There was originally a settlement next to the Falls, as a staging point for crossing the Zambezi, but this settlement was moved to higher ground on Constitution Hill because of the problem of malarial mosquitoes near the river. In 1904 the new settlement was called 'Livingstone' after the Scottish missionary and philanthropist Dr. David Livingstone and in 1911 the town became the Capital of the British Protectorate of Northern Rhodesia and still retains some of the Edwardian colonial buildings of the period. In 1935, the capital was moved to Lusaka and Livingstone became a quiet town. Latterly, the development of tourism around Livingstone has restored the town's fortunes.
The Royal Livingstone is a resort hotel with rooms laid out in blocks of 8 along the bank of the Zambezi perhaps a mile up river from the Victoria Falls. From the manicured grass leading from rooms to the river bank you can see the spray rising from the Falls - 'Mosi-oa-Tunya' ('the smoke that thunders'). It's all very pleasant.
At 16:00, I had a 'Sunset Cruise' on the 'African Queen' (nothing like the boat in the film) which went upstream 'game spotting'. Lots of birds, hippos, crocodiles.
Wednesday, 15th February 2012
It transpired Wednesday was 'at leisure', so I made some arrangements of my own. 08:40 saw me being picked up for a 30-minute Microlight flight over the Falls and over some of the game reserves with Batoka Sky. It was splendid and I rather think should be compulsory for all visitors to the Victoria Falls. Alternately, United Air Charter operate helicopter flights, but I'm glad I elected for the Microlight.
Then, I took the 'Heritage Tour' which didn't work quite as planned. The last call was supposed to be the Railway Museum (did you know there was a railway museum in Livingstone? - I didn't) but I made it the first call and, of course, it took longer than expected.

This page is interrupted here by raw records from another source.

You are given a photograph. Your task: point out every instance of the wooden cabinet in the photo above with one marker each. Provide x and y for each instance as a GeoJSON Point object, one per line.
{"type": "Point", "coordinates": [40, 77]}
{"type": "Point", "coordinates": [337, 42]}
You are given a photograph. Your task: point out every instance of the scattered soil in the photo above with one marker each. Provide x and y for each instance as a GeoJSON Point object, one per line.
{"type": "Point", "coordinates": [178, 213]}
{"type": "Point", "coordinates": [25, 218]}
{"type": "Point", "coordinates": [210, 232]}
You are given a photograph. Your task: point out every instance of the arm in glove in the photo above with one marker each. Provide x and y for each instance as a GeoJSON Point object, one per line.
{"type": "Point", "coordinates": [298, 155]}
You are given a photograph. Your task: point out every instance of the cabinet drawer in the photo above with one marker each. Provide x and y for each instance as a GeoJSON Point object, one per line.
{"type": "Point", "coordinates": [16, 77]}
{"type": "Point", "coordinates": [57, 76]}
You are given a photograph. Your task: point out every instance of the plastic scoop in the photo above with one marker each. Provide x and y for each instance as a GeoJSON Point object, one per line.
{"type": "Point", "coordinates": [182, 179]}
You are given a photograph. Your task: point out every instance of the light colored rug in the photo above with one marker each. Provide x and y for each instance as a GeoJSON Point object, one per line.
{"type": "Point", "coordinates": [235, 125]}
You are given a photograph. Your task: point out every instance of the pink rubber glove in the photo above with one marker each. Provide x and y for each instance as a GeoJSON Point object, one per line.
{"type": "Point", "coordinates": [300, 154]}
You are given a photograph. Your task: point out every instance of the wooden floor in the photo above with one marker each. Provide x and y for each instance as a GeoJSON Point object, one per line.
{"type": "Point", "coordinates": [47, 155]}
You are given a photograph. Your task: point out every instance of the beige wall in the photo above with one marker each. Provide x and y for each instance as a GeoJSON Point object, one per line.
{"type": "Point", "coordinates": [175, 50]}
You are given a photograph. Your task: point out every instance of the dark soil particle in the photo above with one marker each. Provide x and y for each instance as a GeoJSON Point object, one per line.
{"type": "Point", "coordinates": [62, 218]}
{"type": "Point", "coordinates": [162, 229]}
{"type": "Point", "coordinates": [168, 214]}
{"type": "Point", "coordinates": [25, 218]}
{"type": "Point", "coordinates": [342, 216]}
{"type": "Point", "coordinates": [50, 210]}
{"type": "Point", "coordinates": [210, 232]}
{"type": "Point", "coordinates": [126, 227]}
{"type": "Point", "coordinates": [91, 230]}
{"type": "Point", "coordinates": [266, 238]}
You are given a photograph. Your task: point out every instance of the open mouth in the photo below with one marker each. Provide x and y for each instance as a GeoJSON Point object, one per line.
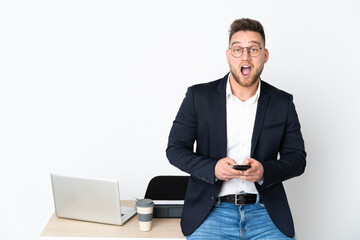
{"type": "Point", "coordinates": [245, 70]}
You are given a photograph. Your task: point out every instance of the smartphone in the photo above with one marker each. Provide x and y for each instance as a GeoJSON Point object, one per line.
{"type": "Point", "coordinates": [241, 167]}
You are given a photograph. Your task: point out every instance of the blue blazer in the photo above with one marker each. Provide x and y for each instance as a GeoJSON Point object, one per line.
{"type": "Point", "coordinates": [202, 118]}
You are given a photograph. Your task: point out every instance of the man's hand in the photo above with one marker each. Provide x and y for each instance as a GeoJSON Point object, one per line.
{"type": "Point", "coordinates": [223, 171]}
{"type": "Point", "coordinates": [253, 174]}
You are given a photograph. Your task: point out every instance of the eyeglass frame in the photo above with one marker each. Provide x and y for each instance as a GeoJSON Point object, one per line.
{"type": "Point", "coordinates": [247, 49]}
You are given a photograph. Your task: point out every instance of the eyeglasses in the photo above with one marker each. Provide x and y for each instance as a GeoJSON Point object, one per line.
{"type": "Point", "coordinates": [237, 51]}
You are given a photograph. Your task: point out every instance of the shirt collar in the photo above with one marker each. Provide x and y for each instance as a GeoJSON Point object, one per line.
{"type": "Point", "coordinates": [251, 100]}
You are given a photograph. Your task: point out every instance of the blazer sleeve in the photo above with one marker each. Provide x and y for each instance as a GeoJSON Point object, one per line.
{"type": "Point", "coordinates": [292, 152]}
{"type": "Point", "coordinates": [183, 134]}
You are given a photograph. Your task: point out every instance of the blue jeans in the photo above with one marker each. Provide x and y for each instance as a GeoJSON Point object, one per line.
{"type": "Point", "coordinates": [246, 222]}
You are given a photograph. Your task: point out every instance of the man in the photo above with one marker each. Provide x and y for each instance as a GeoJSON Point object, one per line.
{"type": "Point", "coordinates": [238, 119]}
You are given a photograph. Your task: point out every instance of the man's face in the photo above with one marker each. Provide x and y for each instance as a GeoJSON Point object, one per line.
{"type": "Point", "coordinates": [246, 70]}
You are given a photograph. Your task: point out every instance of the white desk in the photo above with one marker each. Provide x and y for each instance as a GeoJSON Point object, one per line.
{"type": "Point", "coordinates": [65, 229]}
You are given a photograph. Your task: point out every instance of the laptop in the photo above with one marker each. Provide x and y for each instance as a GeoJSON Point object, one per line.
{"type": "Point", "coordinates": [89, 199]}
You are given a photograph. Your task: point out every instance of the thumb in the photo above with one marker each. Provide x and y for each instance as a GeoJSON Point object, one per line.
{"type": "Point", "coordinates": [248, 161]}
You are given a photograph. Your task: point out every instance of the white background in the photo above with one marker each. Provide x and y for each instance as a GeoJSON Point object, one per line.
{"type": "Point", "coordinates": [92, 87]}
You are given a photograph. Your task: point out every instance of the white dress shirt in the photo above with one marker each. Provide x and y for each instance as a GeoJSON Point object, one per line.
{"type": "Point", "coordinates": [240, 118]}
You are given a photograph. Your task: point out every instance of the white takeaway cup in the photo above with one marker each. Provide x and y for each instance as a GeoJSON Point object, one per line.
{"type": "Point", "coordinates": [145, 209]}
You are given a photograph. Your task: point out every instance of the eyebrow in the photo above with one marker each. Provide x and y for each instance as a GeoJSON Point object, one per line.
{"type": "Point", "coordinates": [237, 42]}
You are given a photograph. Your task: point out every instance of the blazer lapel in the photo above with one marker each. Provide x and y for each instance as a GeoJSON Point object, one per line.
{"type": "Point", "coordinates": [259, 118]}
{"type": "Point", "coordinates": [220, 110]}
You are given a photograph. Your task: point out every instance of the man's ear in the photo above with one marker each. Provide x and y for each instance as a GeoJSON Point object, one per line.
{"type": "Point", "coordinates": [266, 55]}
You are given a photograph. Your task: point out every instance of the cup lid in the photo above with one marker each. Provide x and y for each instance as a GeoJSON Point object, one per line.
{"type": "Point", "coordinates": [146, 202]}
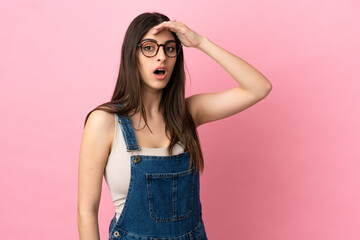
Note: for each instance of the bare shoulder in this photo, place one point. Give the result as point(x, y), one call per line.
point(101, 119)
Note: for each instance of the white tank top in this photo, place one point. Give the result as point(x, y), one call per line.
point(117, 170)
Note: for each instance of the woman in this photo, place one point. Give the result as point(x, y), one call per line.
point(145, 141)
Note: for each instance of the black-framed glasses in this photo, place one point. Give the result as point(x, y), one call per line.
point(150, 47)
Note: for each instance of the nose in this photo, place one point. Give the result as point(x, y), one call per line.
point(161, 56)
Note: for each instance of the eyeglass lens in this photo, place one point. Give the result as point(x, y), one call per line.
point(149, 49)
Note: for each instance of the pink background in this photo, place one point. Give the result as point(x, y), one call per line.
point(286, 168)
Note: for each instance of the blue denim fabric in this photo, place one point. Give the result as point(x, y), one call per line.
point(163, 200)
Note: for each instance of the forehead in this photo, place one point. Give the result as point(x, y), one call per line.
point(160, 37)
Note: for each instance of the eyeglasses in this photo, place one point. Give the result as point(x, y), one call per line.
point(150, 47)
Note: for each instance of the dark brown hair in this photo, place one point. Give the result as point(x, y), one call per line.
point(127, 93)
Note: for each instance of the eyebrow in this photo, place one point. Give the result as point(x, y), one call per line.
point(153, 40)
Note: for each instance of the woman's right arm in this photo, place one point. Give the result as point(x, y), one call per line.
point(94, 151)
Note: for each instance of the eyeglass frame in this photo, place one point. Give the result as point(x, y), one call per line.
point(158, 47)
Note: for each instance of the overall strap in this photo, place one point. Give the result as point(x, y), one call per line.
point(128, 133)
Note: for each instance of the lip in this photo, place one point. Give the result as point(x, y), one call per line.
point(160, 77)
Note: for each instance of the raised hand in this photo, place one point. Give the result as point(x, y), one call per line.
point(188, 37)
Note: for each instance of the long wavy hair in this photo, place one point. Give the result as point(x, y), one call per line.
point(127, 99)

There's a separate report on the Museum here.
I'd also discovered that Bushtracks operate a steam-hauled evening dining train in conjunction with the Royal Livingstone Hotel on Wednesdays and Saturdays so the Curator of the Museum offered to come to the railway and make introductions.
All the people at the railway, where the steam locomotive was 'brewing up' for the evening run that day, were quite charming and a footplate ride that evening was readily offered by the manager, Ben Costa.
By now running late, I took a quick tour round the Livingstone Museum in the town. This is Zambia's oldest and largest museum and gives a good impression of the work of Dr. David Livingstone. It was Dr. Livingstone, of course, who re-named the Falls after the then Queen and he was active in the abolition of the slave trade. It's interesting to note that Dr. Livingstone is still so revered in the country that, following Zambia's independence in 1966, the colonial name of 'Livingstone' for the town was retained. Sadly, the museum does not allow photography, nor does it have a catalogue for sale but it's well worth a visit.
I returned to the Royal Livingstone for High Tea and a shower and by 17:00 I was back at the station for my footplate ride. There's a separate report on the 'Royal Livingstone Express' dining train here.
I was back at the hotel by 22:00 exhausted, dirty but very happy. All excellent stuff.